According to Neuer Osnabrücker Zeitung, at least 901 Islamophobic attacks were recorded in Germany in 2020, a 2% rise compared to the previous year in which the interior ministry recorded 884 crimes that would be considered Islamophobic.
Despite the coronavirus limiting public life, the number of criminal offenses, including defacing spaces with Nazi symbols, writing threats and ripping women's headscarves off, has risen again.
German Left Party (Die Linke) interior expert Ulla Jelpke described the attacks to the newspaper as “the tip of the iceberg.”
Germany has experienced a rise in racism and anti-Muslim hatred in recent years, fueled by the propaganda of neo-Nazi groups and the far-right opposition Alternative for Germany (AfD) party. Germany is home to 81 million people and hosts the second-largest Muslim population in Western Europe after France. Of the country’s nearly 4.7 million Muslims, at least 3 million are of Turkish descent.
Jelpke, who said the victims of the attacks often do not file complaints out of fear or shyness, said discrimination needs to be battled in an effective manner.
The article pointed to a large proportion of the attackers being far-rightists. It noted that 48 people were physically wounded in attacks in 2020, increasing the figure from the year before. Two people lost their lives in Islamaphobic attacks in the country.
An inquiry from Germany's Left Party last year showed that every other day throughout the course of 2019, a mosque, a Muslim institution or a religious representative in Germany was targeted in Islamophobic attacks.
Additionally, racist officers within Germany's police force intentionally target Turks and other minorities in what they call "Turk hunts," according to a November 2020 study on racism and police violence in the country. The research carried out by professor Tobias Singelnstein of Ruhr-University Bochum revealed that there is a structural problem within the German police, with reports of racist, Islamophobic and anti-Semitic insults confirmed by police officers and victim testimonies.

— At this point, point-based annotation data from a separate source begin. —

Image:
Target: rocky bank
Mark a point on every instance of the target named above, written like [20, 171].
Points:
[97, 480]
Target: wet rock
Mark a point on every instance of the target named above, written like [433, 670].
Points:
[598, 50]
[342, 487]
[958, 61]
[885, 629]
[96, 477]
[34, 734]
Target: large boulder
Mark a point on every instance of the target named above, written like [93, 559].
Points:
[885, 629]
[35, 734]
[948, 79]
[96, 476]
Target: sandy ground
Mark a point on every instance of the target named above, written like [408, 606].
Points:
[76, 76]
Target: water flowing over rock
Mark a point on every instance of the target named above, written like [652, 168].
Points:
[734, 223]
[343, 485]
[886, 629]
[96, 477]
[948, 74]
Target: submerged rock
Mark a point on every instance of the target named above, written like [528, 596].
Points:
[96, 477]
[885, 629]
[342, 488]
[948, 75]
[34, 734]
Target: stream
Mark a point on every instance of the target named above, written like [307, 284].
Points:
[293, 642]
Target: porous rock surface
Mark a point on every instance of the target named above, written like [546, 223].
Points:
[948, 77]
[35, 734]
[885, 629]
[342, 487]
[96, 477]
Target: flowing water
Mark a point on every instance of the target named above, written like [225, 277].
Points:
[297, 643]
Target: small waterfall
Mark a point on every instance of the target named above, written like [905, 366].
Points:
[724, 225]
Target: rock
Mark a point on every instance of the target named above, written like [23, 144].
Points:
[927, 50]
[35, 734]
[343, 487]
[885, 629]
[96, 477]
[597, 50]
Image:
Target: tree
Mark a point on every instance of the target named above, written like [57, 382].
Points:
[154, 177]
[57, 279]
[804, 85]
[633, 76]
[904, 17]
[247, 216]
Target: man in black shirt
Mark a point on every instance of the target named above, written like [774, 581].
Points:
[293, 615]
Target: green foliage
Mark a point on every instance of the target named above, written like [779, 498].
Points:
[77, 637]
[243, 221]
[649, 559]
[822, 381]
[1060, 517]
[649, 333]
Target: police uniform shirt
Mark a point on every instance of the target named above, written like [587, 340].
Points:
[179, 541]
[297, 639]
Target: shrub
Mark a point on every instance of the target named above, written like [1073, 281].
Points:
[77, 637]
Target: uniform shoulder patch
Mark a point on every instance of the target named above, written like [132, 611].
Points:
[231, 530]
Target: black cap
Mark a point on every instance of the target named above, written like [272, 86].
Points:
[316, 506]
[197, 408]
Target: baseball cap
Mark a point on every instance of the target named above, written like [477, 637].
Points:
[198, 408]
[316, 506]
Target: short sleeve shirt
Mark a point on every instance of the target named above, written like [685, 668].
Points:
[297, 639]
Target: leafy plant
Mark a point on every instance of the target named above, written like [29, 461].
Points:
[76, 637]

Facing growing far-right extremism, Germany has been shaken by more than 100 bomb and death threats sent to lawyers, politicians and institutions in 2019, allegedly by German neo-Nazi groups, local media reported.
The Turkish community in Europe is concerned with the rising trend of Islamophobia and Turkophobia in Western countries and has called on European states to escalate measures against hate crimes.
Kemal Ergün, the head of the Islamic Community National Vision (IGMG) based in Cologne, stated last month that between 2014 and 2020, there have been more than 700 mosque attacks in Germany, stressing the urgency for the attackers to be caught immediately.
Ergün highlighted the role terrorist attacks in Europe played in escalating racism directed at Muslims on the continent.
Durmuş Yıldırım, the head of the Turkish Islamic Union of Europe (ATIB), on the other hand, pointed out that despite the fact that Turkish workers migrated to Europe 60 years ago, the racists in the West have gained strength and attracted a following based on anti-Muslim hatred, to such an extent that they are now represented in the Bundestag.
Turkish officials, including President Recep Tayyip Erdoğan, have frequently urged European decision-makers and politicians to take a stance against racism and other types of discrimination that have threatened the lives of millions of people living within the bloc’s borders.